How would you describe your art?

Meditating on top of a mountain while on psychedelics. Flooring it on I-40 to make it to yoga class on time. Astral projecting on Astroturf while studying astrology.

I use a loop station, my voice and a guitar. I want to evoke strong emotions in people, and want to provide a sanctuary for whatever it is that they need to feel at that moment in their journey. Exploring life as art, and I want to live life to the fullest with joy, pain, rawness, all of it.

How have you evolved as an artist?

It seems like we are all headed into a new dimension and continue on a vibrational path to higher consciousness.

My journey has been very fast and bumpy. Growing up in the Triad, I was released from Paisley Magnet Middle School at 13 and became an un-schooler (a niche of home schooling). This is the Big Bang moment in my life. This how I discovered music, which in turn saved me from normalcy. I had no idea that I was actually un-programming myself from having been in a perpetual authoritarian environment since I began having memories.

This autodidactic lifestyle has continued to serve me in every facet of my life, and allowed me the space to feel into my “authentic self” as opposed to my “culturally prescribed” self.

I left the Triad at 17 and have been traveling the world the past 10 years, touring, recording four albums, just seeing what’s out there. I spent two amazing months in South Africa in 2018 where I connected with my soul family, got stranded on a backpacking trip, then rescued by an amazing vegan who claimed to have been abducted by aliens and had photos to prove it. I surfed and swam with sharks in a strange ocean, and extended the barriers of how I define the human experience.

Recently, I returned to the Triad because I realized that a more grounded life was being called for and to focus more on the inward journey, developing a regular yoga, self-love and meditation practice, which has kick-started my evolution as an artist.

I arrived right around the time Wildlight Wellness Collective opened downtown (in Winston-Salem), so you can find me evolving there most days.

Who has influenced your art?

When I was getting my first guitar lesson at the UNC School of the Arts downtown at the ripe old age of 13 (I’m 27 now), I was waiting to be picked up. (By the way, I only took two lessons).

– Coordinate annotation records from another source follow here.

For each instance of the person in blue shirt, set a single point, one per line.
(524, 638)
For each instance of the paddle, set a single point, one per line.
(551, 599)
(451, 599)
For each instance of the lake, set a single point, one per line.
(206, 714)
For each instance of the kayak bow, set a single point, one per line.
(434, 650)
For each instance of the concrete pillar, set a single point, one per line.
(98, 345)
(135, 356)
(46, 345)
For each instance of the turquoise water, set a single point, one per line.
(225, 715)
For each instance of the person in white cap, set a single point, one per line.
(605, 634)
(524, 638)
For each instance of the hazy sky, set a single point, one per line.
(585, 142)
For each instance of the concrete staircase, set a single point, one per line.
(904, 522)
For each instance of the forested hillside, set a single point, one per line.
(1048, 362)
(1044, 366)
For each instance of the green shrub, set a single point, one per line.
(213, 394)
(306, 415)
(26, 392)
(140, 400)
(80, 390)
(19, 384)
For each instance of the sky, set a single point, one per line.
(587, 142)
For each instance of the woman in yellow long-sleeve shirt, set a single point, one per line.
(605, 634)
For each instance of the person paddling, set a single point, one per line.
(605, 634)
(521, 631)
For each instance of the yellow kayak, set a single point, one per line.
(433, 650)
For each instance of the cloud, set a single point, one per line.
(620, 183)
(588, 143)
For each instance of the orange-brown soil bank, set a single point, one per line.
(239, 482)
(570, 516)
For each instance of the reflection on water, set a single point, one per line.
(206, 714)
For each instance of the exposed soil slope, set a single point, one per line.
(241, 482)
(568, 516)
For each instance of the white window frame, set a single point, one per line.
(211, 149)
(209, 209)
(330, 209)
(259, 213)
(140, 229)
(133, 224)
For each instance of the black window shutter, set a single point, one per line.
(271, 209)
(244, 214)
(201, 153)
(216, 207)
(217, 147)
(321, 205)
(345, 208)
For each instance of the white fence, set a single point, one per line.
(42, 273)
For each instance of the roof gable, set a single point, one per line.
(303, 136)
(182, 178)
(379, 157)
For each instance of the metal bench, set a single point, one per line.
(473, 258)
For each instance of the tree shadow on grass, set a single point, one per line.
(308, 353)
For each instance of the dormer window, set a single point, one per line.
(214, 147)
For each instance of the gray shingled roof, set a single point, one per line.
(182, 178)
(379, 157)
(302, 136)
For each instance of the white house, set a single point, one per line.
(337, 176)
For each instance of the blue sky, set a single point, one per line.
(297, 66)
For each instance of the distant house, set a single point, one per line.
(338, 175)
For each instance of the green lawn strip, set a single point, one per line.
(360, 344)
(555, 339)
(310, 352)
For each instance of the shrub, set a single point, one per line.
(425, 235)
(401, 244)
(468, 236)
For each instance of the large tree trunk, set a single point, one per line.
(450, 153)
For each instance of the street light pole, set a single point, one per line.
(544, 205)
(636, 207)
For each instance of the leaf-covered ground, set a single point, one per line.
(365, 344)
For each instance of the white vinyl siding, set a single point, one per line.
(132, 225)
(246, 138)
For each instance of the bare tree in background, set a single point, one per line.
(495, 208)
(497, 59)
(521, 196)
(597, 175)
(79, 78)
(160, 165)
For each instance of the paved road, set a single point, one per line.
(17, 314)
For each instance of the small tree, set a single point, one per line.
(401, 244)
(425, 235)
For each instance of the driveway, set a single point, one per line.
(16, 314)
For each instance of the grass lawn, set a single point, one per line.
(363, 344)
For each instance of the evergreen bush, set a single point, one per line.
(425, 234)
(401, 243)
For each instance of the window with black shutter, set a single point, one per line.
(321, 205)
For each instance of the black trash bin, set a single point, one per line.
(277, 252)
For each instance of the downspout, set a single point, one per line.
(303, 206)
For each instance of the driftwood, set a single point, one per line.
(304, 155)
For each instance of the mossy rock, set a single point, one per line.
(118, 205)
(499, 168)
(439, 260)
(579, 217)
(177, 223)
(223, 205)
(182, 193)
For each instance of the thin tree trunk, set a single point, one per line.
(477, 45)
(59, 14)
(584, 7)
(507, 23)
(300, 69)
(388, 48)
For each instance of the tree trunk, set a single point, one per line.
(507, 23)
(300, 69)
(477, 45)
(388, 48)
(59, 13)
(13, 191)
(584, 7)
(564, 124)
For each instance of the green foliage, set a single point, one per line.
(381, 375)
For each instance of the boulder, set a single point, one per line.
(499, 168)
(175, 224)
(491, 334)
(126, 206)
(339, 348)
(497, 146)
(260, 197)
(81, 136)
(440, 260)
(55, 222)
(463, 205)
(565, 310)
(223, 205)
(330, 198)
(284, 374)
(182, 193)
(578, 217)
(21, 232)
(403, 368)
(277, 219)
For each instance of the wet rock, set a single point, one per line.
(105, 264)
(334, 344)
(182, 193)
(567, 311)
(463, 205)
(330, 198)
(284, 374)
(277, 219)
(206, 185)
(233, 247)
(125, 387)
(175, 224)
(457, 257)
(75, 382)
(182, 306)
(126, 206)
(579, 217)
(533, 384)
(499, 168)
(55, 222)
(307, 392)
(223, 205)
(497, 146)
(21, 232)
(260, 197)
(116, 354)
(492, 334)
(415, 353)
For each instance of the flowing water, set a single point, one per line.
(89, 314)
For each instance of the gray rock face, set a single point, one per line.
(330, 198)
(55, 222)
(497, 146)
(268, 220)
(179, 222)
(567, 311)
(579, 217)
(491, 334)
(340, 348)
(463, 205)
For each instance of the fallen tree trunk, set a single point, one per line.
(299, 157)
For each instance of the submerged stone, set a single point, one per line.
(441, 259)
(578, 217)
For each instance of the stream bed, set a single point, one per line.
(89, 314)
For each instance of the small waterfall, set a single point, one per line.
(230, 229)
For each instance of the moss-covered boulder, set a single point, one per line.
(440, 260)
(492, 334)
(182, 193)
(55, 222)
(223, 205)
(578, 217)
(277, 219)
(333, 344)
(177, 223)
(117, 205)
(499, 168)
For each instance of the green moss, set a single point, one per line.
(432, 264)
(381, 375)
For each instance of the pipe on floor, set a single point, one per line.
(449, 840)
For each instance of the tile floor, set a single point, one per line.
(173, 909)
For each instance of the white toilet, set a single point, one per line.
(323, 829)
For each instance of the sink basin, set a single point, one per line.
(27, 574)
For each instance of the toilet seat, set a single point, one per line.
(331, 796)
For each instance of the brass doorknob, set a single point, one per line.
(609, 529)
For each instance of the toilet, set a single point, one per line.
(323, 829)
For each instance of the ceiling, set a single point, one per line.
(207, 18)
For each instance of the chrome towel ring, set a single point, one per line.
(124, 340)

The janitor came over to me and said, “You are going to be famous one day. I just know it.”

I believed him wholeheartedly and still do because of the unbridled conviction in his voice and spirit. Sometimes a neutral person is more powerful than someone whom you know well.

Although I had an unhealthy fixation on fame in the past, I have recently let that go. I have around 300 original songs, and I have nothing to prove. More consistent influences have been Jimi Hendrix, meditation teachers, nature enthusiasts, yoga teachers and the other musicians I’ve collaborated with.

Most of all though, myself, and I don’t mean that in an egotistical way. I am a humble Virgo. Humble humble little virgin.

What is your biggest challenge?

Myself. Getting out of my own way so as to let the good stuff flow through. Sometimes during meditation I’ll just break out in tears and go down a really intense emotional road for awhile.

I like to say, our tissues hold our issues.

There is a reason most people don’t go down the inward road, it can be difficult. Also my mother. She’s going to kill me for saying that.

What does art do for you?

Provides a medium for spirit to express its highest authentic self. It is a source of great hope, motivation and inspiration.

Any advice for other artists?

Find a mentor. Find a teacher, but also learn to become your own teacher and develop your natural sense of curiosity. There is always more to learn and explore, and the greatest artists of our time remained engaged in that lifelong process.

Develop a regular meditation practice, and practice self love through healthy habits. Look into Ayurveda, the oldest known written wisdom that our species has.

Drop out of public school and become an entrepreneur. Develop consistency, and create a mantra. Dive deeper into your passion than you are comfortable with, and understand that joy is your natural birthright. Namasté.